The solution might be therefore to retain the pay review bodies but to ensure that they allow for much large wage differentials across the country. In so doing, they will have to resist calls from the unions – and possibly the public – for equity in pay setting. But far from being fair, such equity penalises public sector workers in high cost areas, over-reward those in low cost areas and probably harm the users of the services these workers provide.

Spending cuts and public sector productivity

October 18, 2010 Leave a comment

Helen Simpson

 

The coalition government plan to implement substantial cuts in spending on public services, with most departments having been asked to find budget cuts of 25%. The government hopes to achieve these cuts without such radical effects on what it delivers. The up-coming Spending Review aims to make efficiency savings and “to consider how to deliver a step change in public sector productivity(i.e. the ratio of public sector outputs to inputs).

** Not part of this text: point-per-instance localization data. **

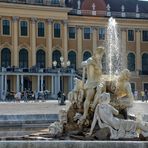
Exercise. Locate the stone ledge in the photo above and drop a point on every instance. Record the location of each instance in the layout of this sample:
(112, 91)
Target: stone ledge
(73, 144)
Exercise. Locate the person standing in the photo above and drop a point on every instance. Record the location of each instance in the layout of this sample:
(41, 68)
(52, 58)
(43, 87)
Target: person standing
(25, 95)
(142, 95)
(136, 94)
(36, 95)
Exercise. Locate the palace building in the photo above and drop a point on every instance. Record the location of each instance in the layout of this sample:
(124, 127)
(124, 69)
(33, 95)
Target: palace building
(43, 42)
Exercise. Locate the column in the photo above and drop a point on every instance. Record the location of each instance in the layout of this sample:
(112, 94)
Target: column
(22, 83)
(138, 52)
(15, 40)
(42, 83)
(38, 83)
(79, 45)
(49, 43)
(65, 41)
(33, 40)
(17, 84)
(123, 48)
(94, 38)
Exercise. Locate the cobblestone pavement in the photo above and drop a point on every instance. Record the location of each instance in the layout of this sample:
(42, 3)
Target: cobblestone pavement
(52, 107)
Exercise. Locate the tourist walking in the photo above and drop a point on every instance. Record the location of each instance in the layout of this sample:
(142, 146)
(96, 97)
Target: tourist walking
(36, 95)
(25, 96)
(136, 94)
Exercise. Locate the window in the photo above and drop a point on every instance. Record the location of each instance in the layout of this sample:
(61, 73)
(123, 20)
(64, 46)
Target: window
(56, 57)
(86, 55)
(5, 57)
(130, 35)
(72, 59)
(145, 64)
(72, 32)
(55, 2)
(6, 27)
(23, 58)
(131, 61)
(57, 30)
(24, 28)
(101, 33)
(41, 29)
(40, 58)
(86, 33)
(133, 87)
(145, 35)
(39, 1)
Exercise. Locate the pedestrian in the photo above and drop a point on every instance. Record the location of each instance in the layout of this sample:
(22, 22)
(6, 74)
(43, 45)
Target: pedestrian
(136, 94)
(25, 95)
(142, 95)
(36, 95)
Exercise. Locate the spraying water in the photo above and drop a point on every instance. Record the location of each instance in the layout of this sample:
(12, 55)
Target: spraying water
(113, 60)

Public service reforms may deliver genuine efficiency improvements, but even in their absence the spending cuts are is likely to be successful in increasing measured productivity in the public sector. The graph shows the National Statistics measure of public sector productivity from 1997 to 2008. Productivity falls as the increase in inputs outstrips the growth in measured output. As inputs decrease this is likely to be reversed. Measuring the quality of public sector outputs is extremely difficult[1] – just as the numbers may not include all quality improvements as inputs rose, the output measure may miss any deterioration in service quality as inputs fall, leading to an increase in measured productivity.

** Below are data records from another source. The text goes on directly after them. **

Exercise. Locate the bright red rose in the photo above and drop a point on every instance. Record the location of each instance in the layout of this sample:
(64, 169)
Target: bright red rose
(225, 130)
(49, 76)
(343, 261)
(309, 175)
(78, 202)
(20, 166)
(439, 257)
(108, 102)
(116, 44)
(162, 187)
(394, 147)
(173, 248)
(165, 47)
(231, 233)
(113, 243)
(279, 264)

Source: UKCeMGA: Total Public Service Output, Inputs and Productivity (2010)

With the prospect of public sector pay freezes, quality decreases may arise through talented staff leaving for the private sector. Research suggests that remuneration over the lifetime is roughly similar in the public and private sector with a small public sector premium.[2] Hence there is a risk, with public sector pay frozen, and if jobs become available, that quality will decrease if some of the most able employees go private.

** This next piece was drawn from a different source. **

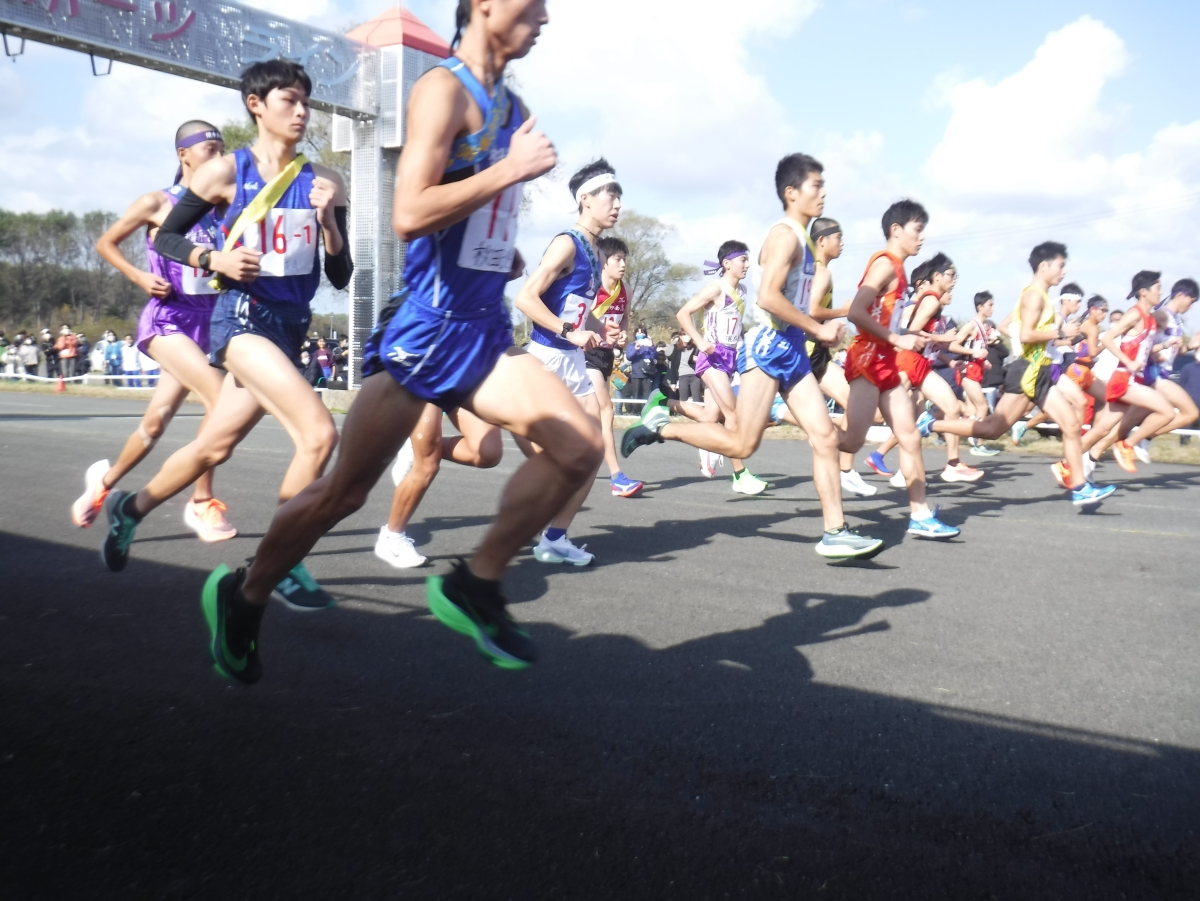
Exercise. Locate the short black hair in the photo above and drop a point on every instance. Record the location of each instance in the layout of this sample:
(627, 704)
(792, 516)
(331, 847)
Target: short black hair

Shifting a substantial fraction of activities out of the public sector, for example to be delivered by charitable organisations, could also increase public sector productivity if those services were relatively resource intensive and low productivity. But then comparing the performance of total publicly-provided services over time, and inherently the performance of successive governments, would not be meaningful as the measure would not be comparing like with like.

 


[1] H. Simpson, (2009) “Productivity in public services”, Journal of Economic Surveys, 23(2), 250-276

[2]Postel-Vinay, F. and H. Turon, 2007, “The Public Pay Gap in Britain: Small Differences That (Don’t?) Matter”, Economic Journal, 117, 1460-503.